O2 sensor idea
Bruce Plecan
nacelp at bright.net
Tue Apr 20 21:24:22 GMT 1999
----- Original Message -----
From: Ord Millar <ord at aei.ca>
To: <diy_efi at efi332.eng.ohio-state.edu>
Sent: Tuesday, April 20, 1999 1:44 PM
Subject: Re: O2 sensor idea
If you look at the Injector Flow Bench it mentions using a piezio elec
device for
"looking" at the injectors response. So using a dual trace scope would give
ya the answers about actual on times, for "on" time.
In the past I've posted some fuel tables, hoping to shed some light on
this so you could use a generic table, and at least have a starting place.
Depending on injector, at anything less than 2 msec the injector maybe
rather erratic (saturated style injector), so be careful at looking in this
area.
If your looking at kinda averaging to get it right, I'd visit the past
mention of driving the injectors at 106% of crank speed.
Bruce
> This is probably an often asked question, but here we go:
> If I have an efi system using and air mass meter, and I can build myself a
> table of injected volume / pulse width (by flow bench or other means),
then
> isn't it possible to calculate A/F pretty closely?

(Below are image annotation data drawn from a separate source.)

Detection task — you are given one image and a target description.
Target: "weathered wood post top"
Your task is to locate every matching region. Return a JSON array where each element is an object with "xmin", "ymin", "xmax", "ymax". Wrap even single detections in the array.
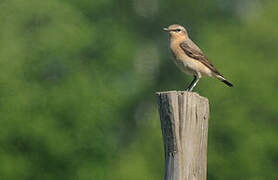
[{"xmin": 157, "ymin": 91, "xmax": 209, "ymax": 180}]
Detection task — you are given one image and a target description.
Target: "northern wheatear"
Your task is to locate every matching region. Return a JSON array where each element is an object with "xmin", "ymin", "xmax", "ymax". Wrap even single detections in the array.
[{"xmin": 163, "ymin": 24, "xmax": 233, "ymax": 91}]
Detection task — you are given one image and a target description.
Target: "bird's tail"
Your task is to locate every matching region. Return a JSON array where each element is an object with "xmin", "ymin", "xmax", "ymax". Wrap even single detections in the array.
[{"xmin": 216, "ymin": 75, "xmax": 234, "ymax": 87}]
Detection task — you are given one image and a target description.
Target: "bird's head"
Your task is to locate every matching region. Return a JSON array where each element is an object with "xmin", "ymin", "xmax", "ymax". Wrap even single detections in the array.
[{"xmin": 163, "ymin": 24, "xmax": 188, "ymax": 39}]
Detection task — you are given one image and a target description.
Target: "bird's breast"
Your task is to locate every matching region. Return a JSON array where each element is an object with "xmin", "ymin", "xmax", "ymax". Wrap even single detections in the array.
[{"xmin": 171, "ymin": 44, "xmax": 211, "ymax": 76}]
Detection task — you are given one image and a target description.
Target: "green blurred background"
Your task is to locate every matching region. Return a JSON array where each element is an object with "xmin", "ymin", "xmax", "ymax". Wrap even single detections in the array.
[{"xmin": 0, "ymin": 0, "xmax": 278, "ymax": 180}]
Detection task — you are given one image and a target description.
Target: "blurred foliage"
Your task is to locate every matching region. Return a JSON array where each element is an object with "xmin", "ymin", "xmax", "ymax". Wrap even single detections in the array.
[{"xmin": 0, "ymin": 0, "xmax": 278, "ymax": 180}]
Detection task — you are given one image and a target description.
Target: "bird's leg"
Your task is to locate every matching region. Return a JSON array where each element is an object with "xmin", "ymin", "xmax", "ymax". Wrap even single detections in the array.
[{"xmin": 187, "ymin": 76, "xmax": 200, "ymax": 92}]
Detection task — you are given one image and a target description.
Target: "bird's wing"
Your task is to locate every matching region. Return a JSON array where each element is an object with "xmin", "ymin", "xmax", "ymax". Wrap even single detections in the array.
[{"xmin": 180, "ymin": 40, "xmax": 221, "ymax": 75}]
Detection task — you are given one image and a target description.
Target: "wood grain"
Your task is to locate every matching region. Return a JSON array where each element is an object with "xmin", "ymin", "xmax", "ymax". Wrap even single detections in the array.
[{"xmin": 157, "ymin": 91, "xmax": 209, "ymax": 180}]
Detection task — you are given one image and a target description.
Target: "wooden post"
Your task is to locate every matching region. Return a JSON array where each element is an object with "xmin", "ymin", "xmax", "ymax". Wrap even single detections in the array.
[{"xmin": 157, "ymin": 91, "xmax": 209, "ymax": 180}]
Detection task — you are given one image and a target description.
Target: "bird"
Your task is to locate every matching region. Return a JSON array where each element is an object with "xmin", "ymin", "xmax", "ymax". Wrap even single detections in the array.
[{"xmin": 163, "ymin": 24, "xmax": 233, "ymax": 91}]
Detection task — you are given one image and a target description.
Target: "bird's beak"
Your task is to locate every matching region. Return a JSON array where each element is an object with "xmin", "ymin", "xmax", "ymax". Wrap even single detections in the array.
[{"xmin": 163, "ymin": 28, "xmax": 170, "ymax": 32}]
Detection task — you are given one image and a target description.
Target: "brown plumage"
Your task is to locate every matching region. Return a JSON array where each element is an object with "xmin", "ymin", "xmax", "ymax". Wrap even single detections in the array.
[{"xmin": 164, "ymin": 24, "xmax": 233, "ymax": 91}]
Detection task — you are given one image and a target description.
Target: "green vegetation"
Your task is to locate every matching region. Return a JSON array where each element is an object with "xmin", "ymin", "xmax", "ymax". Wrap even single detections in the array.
[{"xmin": 0, "ymin": 0, "xmax": 278, "ymax": 180}]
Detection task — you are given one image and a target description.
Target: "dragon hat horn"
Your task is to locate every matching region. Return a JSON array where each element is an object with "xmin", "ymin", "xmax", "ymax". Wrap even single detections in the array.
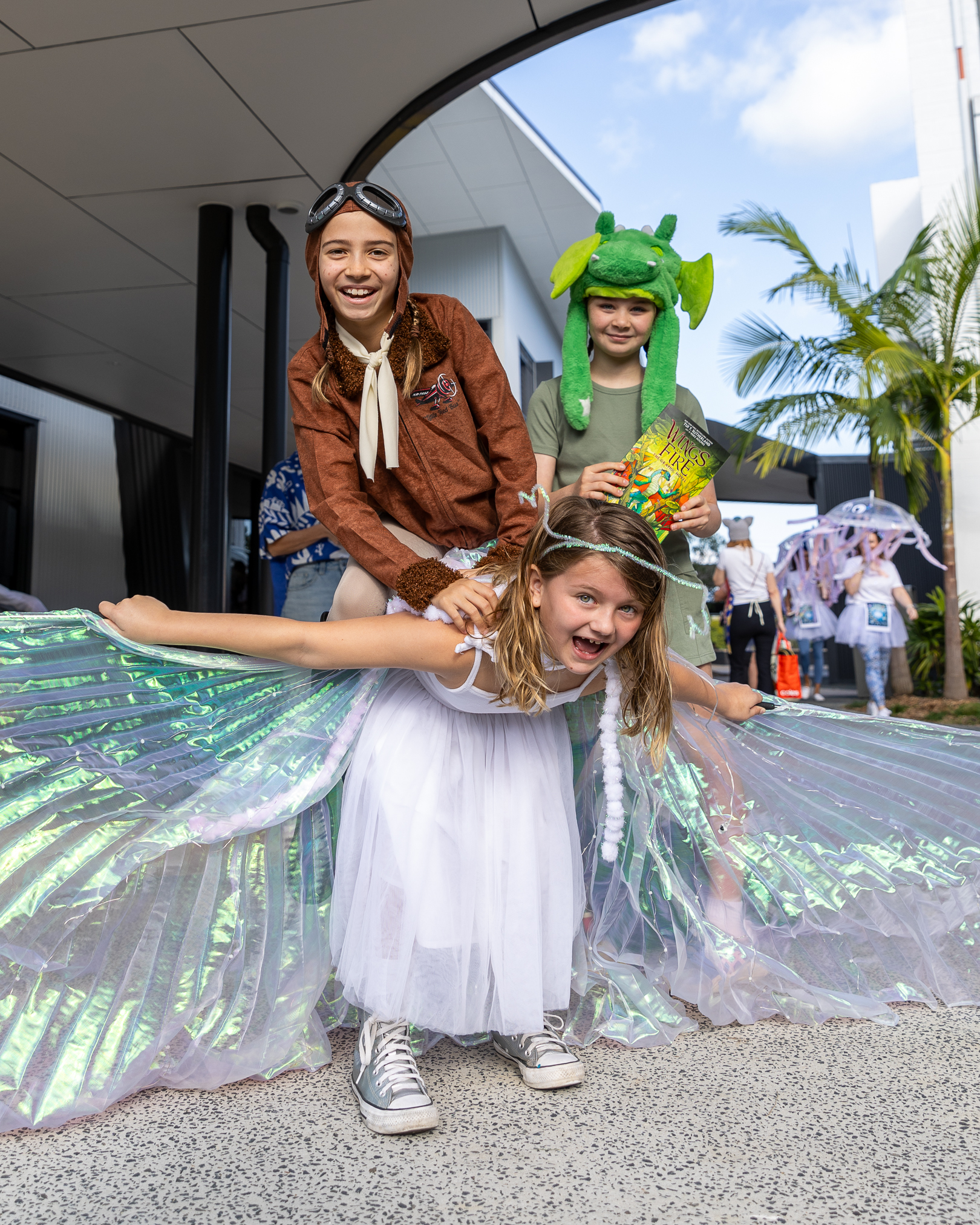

It might not be
> instantaneous, but over the span of a half dozen or so intake events
> wouldn't the average come out pretty close?
>
> -----Original Message-----
> From: CEIJR at aol.com <CEIJR at aol.com>
> Subject: Re: O2 sensor idea
> >Another $.02
> >Assuming that changes in pulse duration result in linear changes in fuel
> >delivery are OK for rough initial setup. As noted in prior posts, all
sorts
> >of other variables come into play. Unfortunately, in addition to VE
> >differences, etc., the fuel flow is not exactly tied to pulse width, due
to
> >the variation in percentage of time spent opening and closing. So, it is
a
> >rough estimate for initial setup, but not good enough for tuning.